Yandex pushes the bar with new intelligent search algorithm Korolyov

The Russian search engine, Yandex has set the bar high with what we at Adrac think is the first acknowledged full scale integration of crowd sourced data into a search engine algorithm.

The integration is part of the new version of the Yandex search platform. The official announcement comprised of two significant developments for search;

  • Korolov – an upgraded version of a deep neural network-based search algorithm, something that is not entirely new in the world of search.
  • Toloka – a mass-scale crowd-sourced platform for search assessors, something that is really exciting.

Korolov – An artificial intelligence (AI) system that builds on work Yandex started with its previous neural network search algorithm, Palekh. The addition of AI into the fabric of search is specifically to improve how Yandex deals with long-tail search queries – it will give the search engine a better understanding of the web’s ecosystem by analysing the complete web page rather than the keywords alone (as Palekh did). It provides scale benefits too being able to deal with thousands more documents in real time than previous algorithms.

The use of AI means Korolov will also improve itself with each data point it scans using self-learning logic built into the system. This information is then fed into Yandex’s machine learning ranking algorithm, which factors in additional ranking signals before returning the results to the user all done in almost real time with the intention of giving the search user the best possible experience.

The machine learning algorithm, known as MatrixNet, incorporates data from Yandex.Toloka, the mass-scale, crowd sourced platform for search assessors to train the machine learning algorithm.
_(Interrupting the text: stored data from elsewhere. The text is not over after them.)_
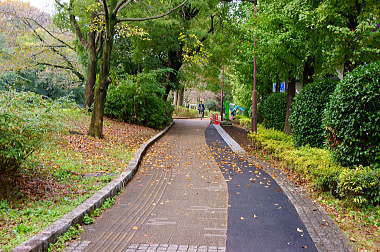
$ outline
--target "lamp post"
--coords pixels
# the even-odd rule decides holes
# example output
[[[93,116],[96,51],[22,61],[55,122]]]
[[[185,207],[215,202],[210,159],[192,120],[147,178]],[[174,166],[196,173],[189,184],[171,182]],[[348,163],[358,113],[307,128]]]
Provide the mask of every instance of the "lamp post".
[[[253,0],[253,18],[257,15],[257,0]],[[256,38],[253,42],[256,49]],[[256,52],[253,54],[253,85],[252,85],[252,131],[257,133],[257,63]]]

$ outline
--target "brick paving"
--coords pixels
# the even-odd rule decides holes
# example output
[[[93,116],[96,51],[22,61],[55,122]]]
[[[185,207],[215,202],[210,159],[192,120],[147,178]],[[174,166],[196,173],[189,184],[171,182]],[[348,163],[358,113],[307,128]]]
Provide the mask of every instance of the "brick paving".
[[[84,251],[90,241],[73,242],[66,251]],[[131,244],[126,246],[124,252],[225,252],[226,247],[198,246],[181,244]]]
[[[210,158],[207,126],[206,120],[176,121],[147,151],[116,204],[85,226],[80,242],[67,251],[136,249],[132,244],[139,244],[136,251],[154,251],[155,244],[172,245],[163,251],[223,251],[228,191]]]

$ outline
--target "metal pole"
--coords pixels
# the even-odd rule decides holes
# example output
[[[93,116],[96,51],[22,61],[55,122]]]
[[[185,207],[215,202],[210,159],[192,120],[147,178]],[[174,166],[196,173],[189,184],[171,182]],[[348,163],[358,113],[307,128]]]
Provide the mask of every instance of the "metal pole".
[[[253,17],[256,18],[257,5],[256,0],[253,1]],[[256,49],[256,38],[253,42],[253,47]],[[257,64],[256,52],[253,55],[253,85],[252,85],[252,131],[257,133]]]
[[[224,112],[224,65],[222,65],[222,92],[221,92],[221,103],[222,109],[220,110],[220,121],[223,121],[223,112]]]

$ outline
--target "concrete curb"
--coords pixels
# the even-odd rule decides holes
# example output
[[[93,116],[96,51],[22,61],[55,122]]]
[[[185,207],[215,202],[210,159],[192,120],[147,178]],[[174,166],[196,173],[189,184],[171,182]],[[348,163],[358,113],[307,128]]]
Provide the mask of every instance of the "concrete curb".
[[[222,126],[214,124],[214,128],[218,131],[219,135],[227,143],[228,146],[236,153],[245,153],[245,150],[222,128]]]
[[[158,139],[160,139],[173,125],[174,122],[172,122],[160,133],[150,138],[146,143],[141,145],[135,153],[135,157],[131,161],[129,161],[128,166],[126,168],[127,171],[122,172],[118,178],[112,180],[108,185],[96,192],[93,196],[88,198],[77,208],[64,215],[61,219],[55,221],[45,230],[33,236],[28,241],[25,241],[20,246],[14,248],[12,251],[48,251],[50,243],[55,242],[58,239],[58,237],[65,233],[72,225],[81,223],[83,217],[86,214],[100,207],[106,199],[115,196],[132,179],[133,175],[135,175],[135,173],[137,172],[141,159],[148,147],[151,146]]]
[[[219,126],[219,125],[214,125]],[[352,252],[354,251],[348,242],[347,237],[328,216],[326,211],[306,196],[305,190],[294,185],[289,181],[285,174],[280,170],[271,167],[270,164],[258,160],[248,155],[248,153],[222,128],[215,127],[221,137],[228,145],[233,143],[231,149],[240,155],[246,157],[253,163],[259,163],[261,168],[267,172],[281,187],[290,202],[294,205],[302,222],[305,224],[318,251],[321,252]],[[220,129],[218,129],[220,128]],[[238,147],[236,146],[238,145]]]

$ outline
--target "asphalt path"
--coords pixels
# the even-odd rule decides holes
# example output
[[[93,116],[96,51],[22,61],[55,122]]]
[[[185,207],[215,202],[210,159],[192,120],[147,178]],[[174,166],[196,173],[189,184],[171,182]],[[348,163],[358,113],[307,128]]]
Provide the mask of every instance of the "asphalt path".
[[[227,251],[317,251],[273,178],[232,152],[213,126],[205,137],[228,184]]]

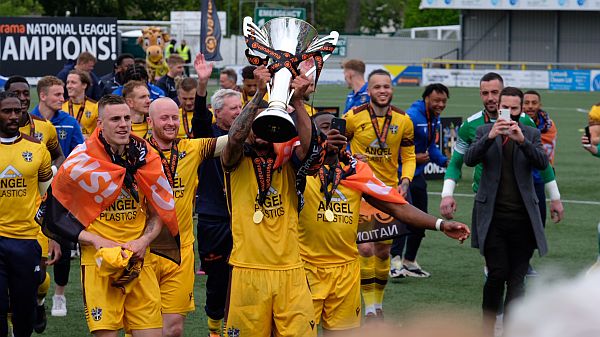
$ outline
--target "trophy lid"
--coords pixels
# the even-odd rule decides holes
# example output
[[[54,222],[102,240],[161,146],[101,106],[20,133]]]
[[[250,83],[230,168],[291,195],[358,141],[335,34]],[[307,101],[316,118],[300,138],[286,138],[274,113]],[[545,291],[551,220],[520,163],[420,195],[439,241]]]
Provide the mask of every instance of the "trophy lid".
[[[261,27],[261,31],[268,37],[273,49],[292,54],[305,52],[319,37],[319,32],[311,24],[291,17],[271,19]]]

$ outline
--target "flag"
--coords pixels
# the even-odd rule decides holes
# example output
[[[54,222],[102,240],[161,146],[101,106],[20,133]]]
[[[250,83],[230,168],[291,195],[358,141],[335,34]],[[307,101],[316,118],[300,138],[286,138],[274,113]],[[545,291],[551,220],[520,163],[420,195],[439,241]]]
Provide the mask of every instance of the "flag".
[[[207,61],[221,61],[221,24],[215,0],[201,0],[200,52]]]

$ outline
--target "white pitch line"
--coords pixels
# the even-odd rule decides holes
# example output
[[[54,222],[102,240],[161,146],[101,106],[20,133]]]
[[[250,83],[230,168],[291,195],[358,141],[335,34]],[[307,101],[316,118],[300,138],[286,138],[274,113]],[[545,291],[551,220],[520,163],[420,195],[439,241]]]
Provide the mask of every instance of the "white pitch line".
[[[427,192],[430,195],[439,196],[442,192]],[[454,193],[455,197],[463,197],[463,198],[473,198],[474,194],[465,194],[465,193]],[[546,201],[550,201],[550,199],[546,199]],[[563,204],[579,204],[579,205],[600,205],[600,201],[589,201],[589,200],[561,200]]]

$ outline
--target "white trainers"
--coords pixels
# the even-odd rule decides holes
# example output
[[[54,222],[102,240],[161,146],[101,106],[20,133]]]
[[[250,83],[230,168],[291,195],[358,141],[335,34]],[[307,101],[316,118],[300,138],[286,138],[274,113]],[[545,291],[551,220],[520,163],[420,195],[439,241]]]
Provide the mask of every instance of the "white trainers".
[[[402,266],[402,258],[400,256],[394,256],[390,261],[390,277],[391,278],[404,278],[404,267]]]
[[[64,295],[52,296],[51,314],[55,317],[67,316],[67,298]]]
[[[419,266],[419,264],[417,263],[417,261],[405,263],[404,264],[404,269],[405,269],[405,275],[406,276],[419,277],[419,278],[425,278],[425,277],[431,276],[430,273],[428,273],[425,270],[421,269],[421,266]]]

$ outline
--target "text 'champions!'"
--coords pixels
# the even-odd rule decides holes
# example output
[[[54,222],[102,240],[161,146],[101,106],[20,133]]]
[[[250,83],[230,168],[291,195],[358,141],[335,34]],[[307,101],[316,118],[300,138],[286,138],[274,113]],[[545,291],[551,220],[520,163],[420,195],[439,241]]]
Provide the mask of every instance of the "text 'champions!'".
[[[83,51],[98,61],[115,60],[117,24],[0,24],[1,61],[72,60]]]

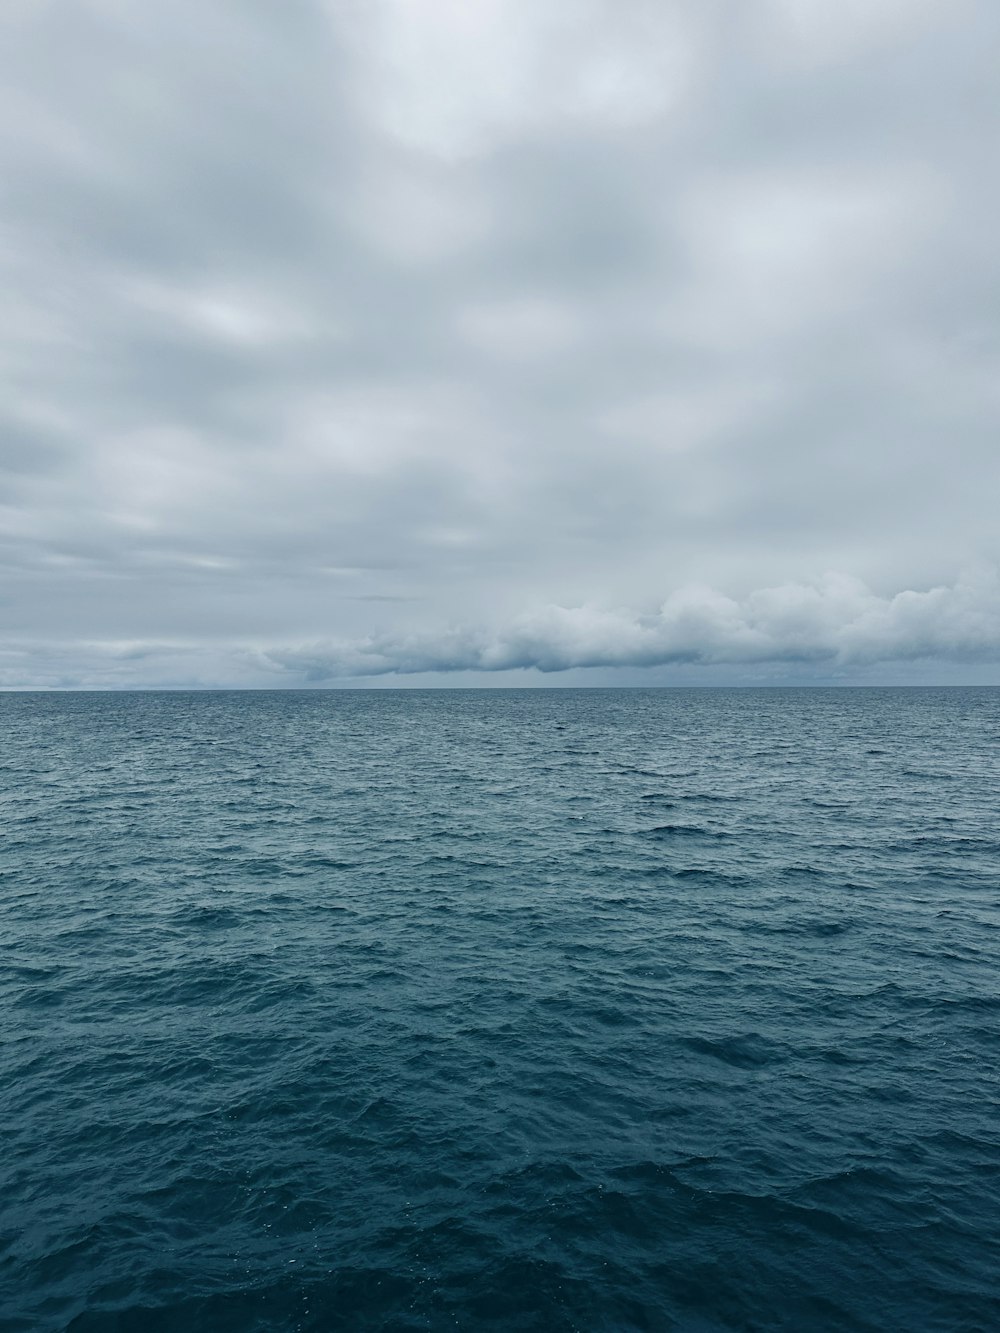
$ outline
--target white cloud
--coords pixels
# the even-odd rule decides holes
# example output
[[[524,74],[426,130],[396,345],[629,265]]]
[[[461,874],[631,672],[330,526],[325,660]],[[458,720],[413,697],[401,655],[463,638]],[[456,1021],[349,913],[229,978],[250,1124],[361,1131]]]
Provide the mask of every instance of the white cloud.
[[[307,679],[394,673],[543,672],[671,663],[899,662],[1000,653],[1000,583],[980,571],[951,587],[879,597],[860,580],[785,584],[744,598],[685,587],[656,612],[548,606],[499,628],[451,626],[342,644],[265,650]]]
[[[443,534],[449,536],[461,544],[462,534]],[[219,572],[211,558],[193,563]],[[549,605],[493,625],[439,625],[308,644],[12,642],[0,646],[0,688],[302,686],[456,675],[474,683],[524,672],[558,683],[562,673],[586,680],[587,672],[608,669],[690,666],[781,668],[793,679],[803,669],[820,668],[842,678],[846,671],[850,679],[852,669],[873,665],[988,663],[998,657],[1000,580],[995,570],[980,568],[949,586],[893,595],[880,596],[858,579],[835,574],[818,584],[759,588],[739,598],[690,585],[650,612]]]
[[[691,87],[693,19],[662,0],[370,0],[349,29],[355,86],[393,138],[446,158],[567,125],[641,125]]]

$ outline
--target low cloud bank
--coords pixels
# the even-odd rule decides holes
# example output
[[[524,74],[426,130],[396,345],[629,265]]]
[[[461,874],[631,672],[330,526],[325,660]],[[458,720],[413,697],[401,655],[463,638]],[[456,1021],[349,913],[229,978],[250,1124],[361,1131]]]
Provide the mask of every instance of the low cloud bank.
[[[1000,660],[1000,583],[991,571],[883,597],[831,575],[818,586],[761,588],[742,600],[688,587],[651,614],[547,606],[500,628],[373,634],[262,656],[309,682],[525,668]]]
[[[962,668],[1000,668],[996,572],[982,569],[948,586],[891,596],[841,575],[743,598],[691,586],[650,613],[544,606],[492,627],[386,631],[313,644],[8,639],[0,641],[0,689],[273,689],[393,677],[468,684],[470,677],[523,671],[546,673],[555,684],[560,672],[575,672],[574,683],[583,683],[579,672],[587,670],[604,683],[620,670],[635,683],[637,669],[657,667],[676,667],[685,683],[697,683],[704,668],[706,682],[759,679],[761,672],[808,681],[832,672],[849,684],[870,679],[872,669],[884,676],[880,668],[893,663],[904,677],[912,673],[903,664],[923,664],[920,677],[941,683],[961,678]],[[523,676],[514,680],[524,683]]]

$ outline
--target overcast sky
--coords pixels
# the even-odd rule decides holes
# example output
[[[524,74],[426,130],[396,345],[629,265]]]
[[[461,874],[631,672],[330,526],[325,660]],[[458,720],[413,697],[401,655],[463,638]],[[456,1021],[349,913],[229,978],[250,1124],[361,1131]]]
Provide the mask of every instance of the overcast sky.
[[[3,0],[0,684],[1000,682],[996,0]]]

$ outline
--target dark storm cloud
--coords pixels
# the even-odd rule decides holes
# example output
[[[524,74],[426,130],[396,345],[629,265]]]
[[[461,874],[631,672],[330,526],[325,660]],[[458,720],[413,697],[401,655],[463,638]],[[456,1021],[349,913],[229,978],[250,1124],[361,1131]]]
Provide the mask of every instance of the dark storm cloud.
[[[997,657],[993,6],[0,25],[0,683]]]

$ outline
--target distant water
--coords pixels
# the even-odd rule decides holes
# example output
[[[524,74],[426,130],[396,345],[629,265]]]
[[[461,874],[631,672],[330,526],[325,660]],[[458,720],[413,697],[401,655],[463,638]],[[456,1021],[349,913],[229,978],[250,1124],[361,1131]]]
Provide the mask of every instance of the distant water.
[[[1000,1328],[1000,691],[0,742],[4,1330]]]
In essence this means that a team of human assessors also analyse web page content at scale, then feed their results back into the system so MatrixNet can improve its own understanding.

Yandex is unique in coupling AI with large scale, human crowd-sourced data and that’s what makes this development in search so exciting.

In the same vain that performance car manufacturers took hybrid engine technology and applied the lack of lag in electric powered engines to plug a performance gap typically left with petrol or turbo engines Yandex states the big strength of this machine – crowd sourced pairing is it gives Yandex a much better understanding of user intent. The result: the returned search results should be highly relevant.

What we find most interesting here at Adrac is not just the fact that this is the first acknowledged full scale integration of crowd sourced data into a search engine algorithm. It’s also the unique combination of the two – with AI and crowd-sourced analysis working together, it should be impossible to manipulate the search engine results for any prolonged period of time a challenge that the team here at Adrac relish.

Whilst Google, the current search behemoth, has its own human editors who quietly work away in the background. They make manual changes and generally review “flagged” possible violations generated by automated rules. The problem with this type of human intervention is that it’s almost a blinker system which is fed by machines with humans on hand to either confirm or deny the machine got it right. The rules are also very grey and steeped in secrecy (the only significant data on this being an “unofficially” leaked internal manual for the team).

Yandex takes out the hedging, integrating the human aspect into the very fabric of the algorithm at the same level as the AI so that the human brain (the superior processor) is on a par with the computer which is incredibly bold and exciting.

The Yandex approach has always been innovation “outside the box” and it’s ground breaking use of a wholescale hive or collective set of human brains in place of super computers and next gen computer chips is just another in a long line of brave and innovative approached adopted by the company.

The approach is more agile and scalable, suggesting there’s a lot of scope for this to be expanded and explored even further as Yandex, and the other search engines, begin to understand the partnership, future applications and begin realising the colossal potential.

It is not all plain sailing and there are areas for concern, such as who adjudicates the results, what impact does individualism have? What safeguards and processes are in place to provide the right training, guidelines and adjudication of reviews? If that framework is solved, what Yandex can achieve with this approach is absolutely mind-blowing.

There will also be internal concerns for Yandex namely protecting the human side of their algorithm. In order to get the best results, the training has to be solid. For good training, you have to share and if that happens, there’s the prospect of imitation and possible outside influence or interference which could negatively impact the search results and the company as a whole.

The team and I will be monitoring the progress of this exciting innovation and hope to be able to report back on implementation, effectiveness and future applications.